Publication

Modeling & Simulation, Testing & Validation (MSTV)
2012

DEVELOPMENT OF DRIVE CYCLES FOR FUEL CONSUMPTION EVALUATION OF MILITARY GROUND VEHICLES

by Oguz H. Dagci; Andrew Cook; Phillip Shaw

Abstract

This paper discusses the development of a methodology to generate drive cycles having a finite duration, but which are statistically representative of a larger set of usage data collected from fleet vehicles operating in the field. Given field-generated time vs. velocity data, acceleration at each data point is calculated, and each velocity and acceleration pair is binned using some calibrated level of fidelity. As a result, a velocity-acceleration matrix representing each vehicle operating point, as well as cumulative probability distribution functions for acceleration change and take-off acceleration are generated. These cumulative distribution functions are utilized to pick random velocity-acceleration pairs from the corresponding matrix, and the concatenation of each consecutive chosen velocity-acceleration pair constitutes the final drive cycle.
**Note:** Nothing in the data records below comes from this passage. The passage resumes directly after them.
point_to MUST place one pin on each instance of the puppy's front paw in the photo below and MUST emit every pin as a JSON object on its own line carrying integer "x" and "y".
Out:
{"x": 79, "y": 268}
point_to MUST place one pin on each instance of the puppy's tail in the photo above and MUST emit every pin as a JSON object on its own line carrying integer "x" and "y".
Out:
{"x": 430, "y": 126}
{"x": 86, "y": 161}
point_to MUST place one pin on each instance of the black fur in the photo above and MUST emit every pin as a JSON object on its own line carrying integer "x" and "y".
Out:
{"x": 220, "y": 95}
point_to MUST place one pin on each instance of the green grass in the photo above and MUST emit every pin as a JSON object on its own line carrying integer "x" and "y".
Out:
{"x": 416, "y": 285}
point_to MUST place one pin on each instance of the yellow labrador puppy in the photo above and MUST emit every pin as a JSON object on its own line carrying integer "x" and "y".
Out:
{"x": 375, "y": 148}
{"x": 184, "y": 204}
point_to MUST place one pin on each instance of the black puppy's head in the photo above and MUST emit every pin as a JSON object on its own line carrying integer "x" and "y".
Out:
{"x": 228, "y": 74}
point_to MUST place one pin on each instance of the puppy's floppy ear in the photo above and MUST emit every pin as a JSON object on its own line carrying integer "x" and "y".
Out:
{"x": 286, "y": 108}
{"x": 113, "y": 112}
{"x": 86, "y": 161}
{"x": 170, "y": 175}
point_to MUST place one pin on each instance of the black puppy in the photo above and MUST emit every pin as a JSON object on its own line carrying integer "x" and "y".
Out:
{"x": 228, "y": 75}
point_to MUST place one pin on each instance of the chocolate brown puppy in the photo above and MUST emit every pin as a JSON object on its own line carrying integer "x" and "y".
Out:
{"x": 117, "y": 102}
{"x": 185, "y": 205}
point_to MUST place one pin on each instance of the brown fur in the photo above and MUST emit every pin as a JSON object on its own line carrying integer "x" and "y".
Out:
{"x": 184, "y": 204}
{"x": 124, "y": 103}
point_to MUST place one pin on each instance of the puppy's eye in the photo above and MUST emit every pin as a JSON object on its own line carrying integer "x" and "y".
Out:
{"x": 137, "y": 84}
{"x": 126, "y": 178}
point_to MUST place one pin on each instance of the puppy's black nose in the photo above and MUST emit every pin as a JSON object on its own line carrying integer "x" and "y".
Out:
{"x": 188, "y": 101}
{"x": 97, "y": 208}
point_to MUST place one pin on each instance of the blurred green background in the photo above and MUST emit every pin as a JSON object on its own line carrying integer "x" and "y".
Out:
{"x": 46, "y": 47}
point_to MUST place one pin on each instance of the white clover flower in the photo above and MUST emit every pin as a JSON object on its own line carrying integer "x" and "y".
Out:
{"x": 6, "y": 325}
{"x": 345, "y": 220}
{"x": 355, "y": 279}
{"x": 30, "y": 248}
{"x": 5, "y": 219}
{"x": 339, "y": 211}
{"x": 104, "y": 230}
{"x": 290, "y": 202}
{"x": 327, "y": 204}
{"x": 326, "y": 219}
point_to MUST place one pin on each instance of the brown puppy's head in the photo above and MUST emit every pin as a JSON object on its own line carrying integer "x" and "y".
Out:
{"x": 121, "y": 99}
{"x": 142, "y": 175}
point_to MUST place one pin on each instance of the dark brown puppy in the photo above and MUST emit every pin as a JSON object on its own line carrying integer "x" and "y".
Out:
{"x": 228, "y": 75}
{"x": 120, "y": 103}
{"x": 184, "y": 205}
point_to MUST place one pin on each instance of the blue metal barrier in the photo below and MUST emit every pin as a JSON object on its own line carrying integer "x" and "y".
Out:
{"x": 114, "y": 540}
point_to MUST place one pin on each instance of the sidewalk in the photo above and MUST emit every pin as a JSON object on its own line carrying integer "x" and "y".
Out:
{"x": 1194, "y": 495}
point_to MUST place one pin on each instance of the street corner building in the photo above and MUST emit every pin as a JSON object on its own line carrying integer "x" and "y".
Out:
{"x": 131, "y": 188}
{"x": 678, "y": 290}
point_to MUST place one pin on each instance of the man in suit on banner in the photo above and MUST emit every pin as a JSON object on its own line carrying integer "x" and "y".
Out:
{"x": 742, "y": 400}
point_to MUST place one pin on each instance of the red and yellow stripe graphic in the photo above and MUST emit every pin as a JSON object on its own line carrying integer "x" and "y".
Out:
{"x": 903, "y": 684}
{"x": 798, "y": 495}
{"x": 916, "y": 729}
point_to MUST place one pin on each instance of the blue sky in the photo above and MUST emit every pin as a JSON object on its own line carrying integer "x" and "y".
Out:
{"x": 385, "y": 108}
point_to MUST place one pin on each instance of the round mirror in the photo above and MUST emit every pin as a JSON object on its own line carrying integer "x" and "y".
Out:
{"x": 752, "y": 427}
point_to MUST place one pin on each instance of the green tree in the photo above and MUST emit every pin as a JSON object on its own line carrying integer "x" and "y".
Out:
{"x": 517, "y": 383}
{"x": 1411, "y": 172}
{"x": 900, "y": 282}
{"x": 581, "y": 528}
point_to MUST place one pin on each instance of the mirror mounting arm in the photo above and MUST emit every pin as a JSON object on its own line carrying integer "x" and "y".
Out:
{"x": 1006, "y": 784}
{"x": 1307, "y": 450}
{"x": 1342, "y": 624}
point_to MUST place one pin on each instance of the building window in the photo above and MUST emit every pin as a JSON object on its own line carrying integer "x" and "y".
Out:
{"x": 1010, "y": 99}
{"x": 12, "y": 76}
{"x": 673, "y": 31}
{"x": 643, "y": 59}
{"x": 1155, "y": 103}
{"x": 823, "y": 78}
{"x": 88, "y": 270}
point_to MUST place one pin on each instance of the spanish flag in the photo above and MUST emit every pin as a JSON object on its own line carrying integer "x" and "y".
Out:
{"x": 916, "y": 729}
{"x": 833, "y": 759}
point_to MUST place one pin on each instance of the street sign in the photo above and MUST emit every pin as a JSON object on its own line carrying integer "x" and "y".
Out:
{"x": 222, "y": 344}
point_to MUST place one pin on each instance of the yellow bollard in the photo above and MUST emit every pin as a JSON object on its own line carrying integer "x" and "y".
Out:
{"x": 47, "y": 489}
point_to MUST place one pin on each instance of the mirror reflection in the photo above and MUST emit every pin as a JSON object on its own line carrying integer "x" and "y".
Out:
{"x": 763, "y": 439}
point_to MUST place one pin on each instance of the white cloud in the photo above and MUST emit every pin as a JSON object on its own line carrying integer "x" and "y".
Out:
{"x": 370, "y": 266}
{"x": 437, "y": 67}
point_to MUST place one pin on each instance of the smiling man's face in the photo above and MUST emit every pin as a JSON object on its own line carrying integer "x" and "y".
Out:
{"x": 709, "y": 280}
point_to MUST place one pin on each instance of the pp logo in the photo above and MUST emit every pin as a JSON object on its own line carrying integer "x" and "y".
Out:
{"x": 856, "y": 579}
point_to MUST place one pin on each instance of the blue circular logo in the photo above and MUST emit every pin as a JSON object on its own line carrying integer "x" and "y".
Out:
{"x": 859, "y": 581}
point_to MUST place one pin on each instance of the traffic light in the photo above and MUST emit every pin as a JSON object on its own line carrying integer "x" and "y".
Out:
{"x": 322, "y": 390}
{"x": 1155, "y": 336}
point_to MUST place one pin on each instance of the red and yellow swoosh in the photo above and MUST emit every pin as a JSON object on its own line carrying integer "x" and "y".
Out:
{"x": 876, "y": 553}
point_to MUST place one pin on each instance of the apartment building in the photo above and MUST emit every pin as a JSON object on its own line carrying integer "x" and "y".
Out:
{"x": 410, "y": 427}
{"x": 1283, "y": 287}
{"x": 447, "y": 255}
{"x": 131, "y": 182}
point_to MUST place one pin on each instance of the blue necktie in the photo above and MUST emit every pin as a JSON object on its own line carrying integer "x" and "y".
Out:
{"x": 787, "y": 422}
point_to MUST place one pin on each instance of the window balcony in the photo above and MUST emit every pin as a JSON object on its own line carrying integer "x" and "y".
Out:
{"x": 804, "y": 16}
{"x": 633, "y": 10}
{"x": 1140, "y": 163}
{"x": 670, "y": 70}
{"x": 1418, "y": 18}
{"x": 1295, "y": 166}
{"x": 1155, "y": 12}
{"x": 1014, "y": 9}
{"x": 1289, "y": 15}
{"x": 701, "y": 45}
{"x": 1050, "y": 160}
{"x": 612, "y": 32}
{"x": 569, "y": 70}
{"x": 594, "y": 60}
Three drive cycles representing the high-, medium- and low-speed operation of the vehicle are generated from the field data, and these show measurable similar statistical characteristics to the initial master data superset. To validate the drive cycles, simulations were performed on a representative vehicle model using both the statistically generated drive cycles and the entirety of the field-collected dataset, and fuel economy results were found to be consistent between the two. Finally, a method for evaluating various use cases of the vehicle in terms of fuel economy using various combinations of these three drive cycles is discussed.